Abro la puerta y busco a mi madre. No está en el salón.

No está en su cama.

No está en el váter.

La encuentro emboscada bajo los abrigos, le acaricio el pelo, mamá, cómo estás, mamá, ¿vas a ser buena?, y después, sintiéndome Caín o Judas o cualquier hijo de puta mal nacido que vive sin poder librarse de su pecado original cierro la puerta con llave y la dejo dentro, sentada entre zapatos, paraguas, y esas cien mil cosas inútiles que yo tiraré al contenedor algún día, en cuanto ella muera. Me asalta de pronto el temor a que se ahogue, pero no, no podría ser, me digo, quedan rendijas al cerrar las puertas por las que entra el oxígeno. Tal vez la pobrecita llore al sentir que echo la llave. O tal vez sea feliz como la niña que juega a las cuevas. Bueno, bueno, no le des más vueltas, me digo, no será mucho rato. Morsa es de los que acaban rápido. Yo soy de las que hago que ellos acaben rápido. Me asomo al hueco de la escalera y le hago una seña a Morsa, eh, tío, sube ya, y él sube los peldaños de dos en dos, empalmado desde el primer piso.

Fueron cinco, seis veces, las que lo hicimos en mi casa en esas condiciones, ya no me acuerdo. Yo mantenía a raya a Morsa y a cada polvo que echábamos le decía, entérate, si te vas de la lengua éste será el último, porque Morsa es un bocazas y no quería que lo soltara en el trabajo. Se lo tenía dicho: esto es un secreto, como seas tan gilipollas de largarlo en los vestuarios, se acabaron los polvos, tú verás. Y él que sí, que sí, pero dime, qué hay de malo en que la gente sepa que te echo un polvo de vez en cuando, así Sanchís se enterará de que no eres ni virgen ni bollo.

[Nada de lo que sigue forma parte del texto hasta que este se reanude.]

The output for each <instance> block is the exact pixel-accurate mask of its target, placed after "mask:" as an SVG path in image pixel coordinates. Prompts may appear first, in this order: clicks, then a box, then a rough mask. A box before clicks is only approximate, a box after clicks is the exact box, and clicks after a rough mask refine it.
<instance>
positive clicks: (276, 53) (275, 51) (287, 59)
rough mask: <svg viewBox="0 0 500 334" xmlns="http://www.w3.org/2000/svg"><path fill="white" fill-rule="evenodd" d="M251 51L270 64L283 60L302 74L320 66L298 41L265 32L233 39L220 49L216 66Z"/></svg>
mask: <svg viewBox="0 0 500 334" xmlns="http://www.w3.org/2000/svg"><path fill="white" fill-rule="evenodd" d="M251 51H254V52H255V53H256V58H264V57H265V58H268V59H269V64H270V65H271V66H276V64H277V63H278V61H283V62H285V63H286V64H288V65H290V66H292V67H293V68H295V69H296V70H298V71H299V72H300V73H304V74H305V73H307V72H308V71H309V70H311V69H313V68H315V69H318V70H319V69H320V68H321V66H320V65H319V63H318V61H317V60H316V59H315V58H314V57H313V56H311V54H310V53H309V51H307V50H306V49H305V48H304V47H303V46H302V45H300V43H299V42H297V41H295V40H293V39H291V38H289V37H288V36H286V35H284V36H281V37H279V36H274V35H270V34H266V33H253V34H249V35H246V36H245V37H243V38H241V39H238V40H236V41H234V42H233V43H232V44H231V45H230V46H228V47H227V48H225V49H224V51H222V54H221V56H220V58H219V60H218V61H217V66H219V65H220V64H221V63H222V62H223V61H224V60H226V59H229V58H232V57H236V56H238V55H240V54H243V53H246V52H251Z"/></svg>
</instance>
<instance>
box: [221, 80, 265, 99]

A Morsa le gustaba hablar así, recalcar que los polvos me los echaba él, y a lo mejor estaba en lo cierto, pero sólo oírselo me provocaba rechazo. Yo le hacía jurar por lo más sagrado que no traicionaría nuestro secreto, pero lo contó. A Morsa lo más sagrado le traía al fresco. No creía en lo más sagrado. Aunque siempre lo negó yo sé que se le acabó escapando porque Milagros, sin dejar de masajearme el pie en los vestuarios me dijo, no te creas que no lo sé.

No te creas que no lo sé, repitió, porque yo le puse cara de extrañeza.

El qué sabes, le digo.

Que te acuestas con Morsa.

Y a ti quién te ha dicho eso, le dije.

Ella me aseguraba que no se lo había dicho nadie, que no le había hecho falta, que lo había sabido por pura intuición, que esas cosas se notan en la cara de la gente, en la piel, que está más hidratada, en el olor hormonal que uno despide, pero yo sabía que Milagros lo sabía por Morsa, porque si hay una cualidad que Milagros no tenía ésa era la de la perspicacia.